None of the slots of the MP 2023 are feed directly from the M-series SoC package. All the slots are feed through a PCI-e switch. It would be extremely easy for Apple to change the backhaul between the SoC and the switch to v5 and the rest of the slots stay at exactly the same v4 peak throughput they have now. What would get is a more balance provisions overall max throughput. For example two x8 PCI-e v5 would be better overall backhaul bandwidth than x8 + x16 PCI-e v4 which have now . ( that upgrade would be basically equivalent to two x16 PCI-e v4 ).
Dual x8 would be more bandwidth at better Performance / watt for the overall package. That is pretty much the formula that Apple has be following along the M-series evolution. And the fact that the M2 had a asymmetric backhaul provisioning is indicative that there are constraints (balancing needs for other subsystems on the SoC chips. ).
If the rest of the M4-family doesn't have PCI-e v5 at all then easiest path for Apple would be just to keep the same set-up as before. Or a some kind of aggregate bandwidth uplift so get better balance across the slots.
Those slots allow for truly massive internal SSD storage, and interfaces that move data much faster than even 10Gb Ethernet. Just because you don't use that does not mean there is nobody who does.
There are bigger software/firmware problems there than hardware. Apple needs to address those first.
M4 Ultra's GPU cores are predicted to match the performance of NVIDIA's RTX 5090 GPU (which NVIDIA's RTX 4090 can also claim as well), and Apple has a lot of headroom for performance uplift in future generations. Plus, six PCIe 5.0 slots offer the tantalizing possibility of Apple producing M4 Ultra (or even successive generation) systems-on-a-card,
There isn't going to be six times PCI-e v5 bandwidth going to be there. The number of lanes coming out of the SoC package is going to be limited. ( at best 32 and very likely less than that. )
using the Mac Pro case as an enclosed cluster for applications, such as artificial intelligence, that lend themselves to distributed processing.
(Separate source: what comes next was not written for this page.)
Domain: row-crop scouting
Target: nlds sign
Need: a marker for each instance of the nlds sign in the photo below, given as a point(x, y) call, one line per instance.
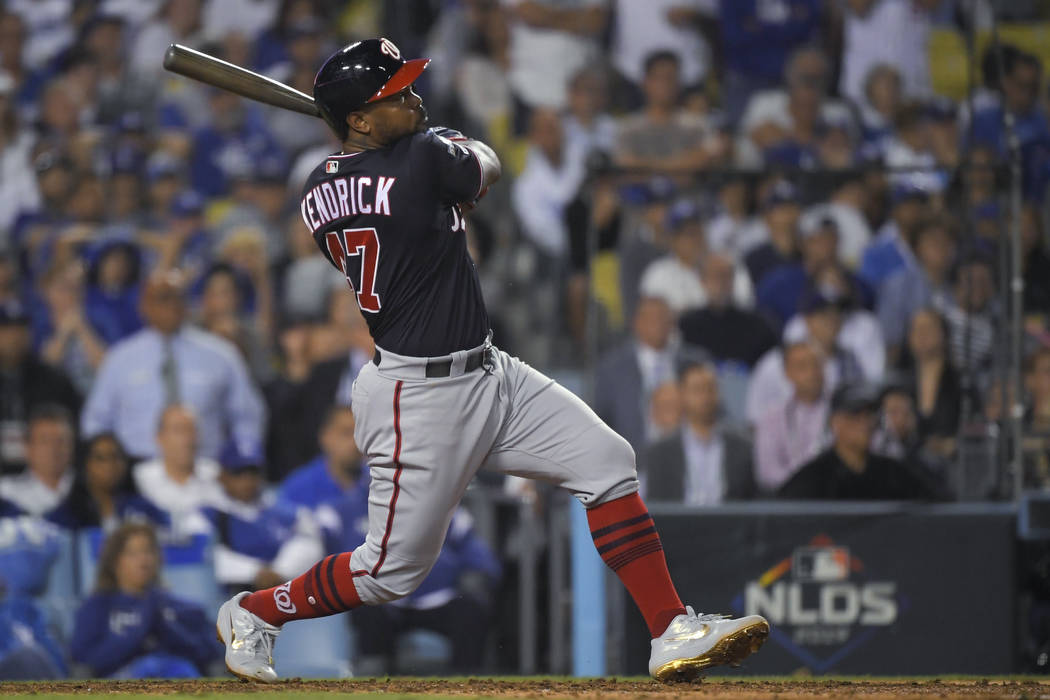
point(821, 602)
The Afterburner card was a preview of that possibility.
Afterburner was more so a wide distribution beta for putting video encoding onto the Apple Silicon itself. (throughly work out the bugs before putting it on a die that is harder to 'fix' in the field). Afterburner got
subsumed over time. It is something that harbingers less slots ; not more slots.
Apple isn't particularly trying to put "AI" into slots either.
If wanted to do distributed processing across all of the slots in a Mac Pro then more backhaul bandwidth is the short term need. That doesn't necessarily mean PCI-e v5 to a single slot. If looking at aggregate across all of the slots then more to distribute to multiple PCI-e v4 slot would be a substantive improvement.
Mac Pro doesn't have a 1300W power supply for no reason.
It is cheaper because it was already there in the MP 2019. That power distribution is not out to the slots though. The aggregate AUX power distribution went
down relative to the MP 2019; not up. The design suggests that Apple put that power in reserve for themselves (Apple Silicon) and not the slots. Eventually if there was something bigger than an Ultra in power consumption they wouldn't have to change as much.
If M4 Ultra does match RTX 5090 performance, NVIDIA has a serious competitor.
Not really a serious competitor even if got close ( which very likely will not outside of some 'cherry picked' select benchmarks). Nvidia is pragmatically banned from the Mac market. So there are extremely few (growing closer to zero over time) Nvidia cards in the Mac market. So the M4 will displace no Nvidia cards there.
The M4 Ultra will be soldered to a Macintosh. In the overall Windows PC market that natively boot Windows (or Linux) the M4 Ultra also doesn't even compete.
You have to directly compete to be a competitor. Unless Apple creates a M4 Ultra on a add-in-card there isn't going to be much competition in the general market.
I think NVIDIA may be at apogee now.
In terms of the hype train. Perhaps. On top of the GPU market is more blurry. Depends upon if another hype bubble pops up and whether they are first one to catch the major tailwinds there.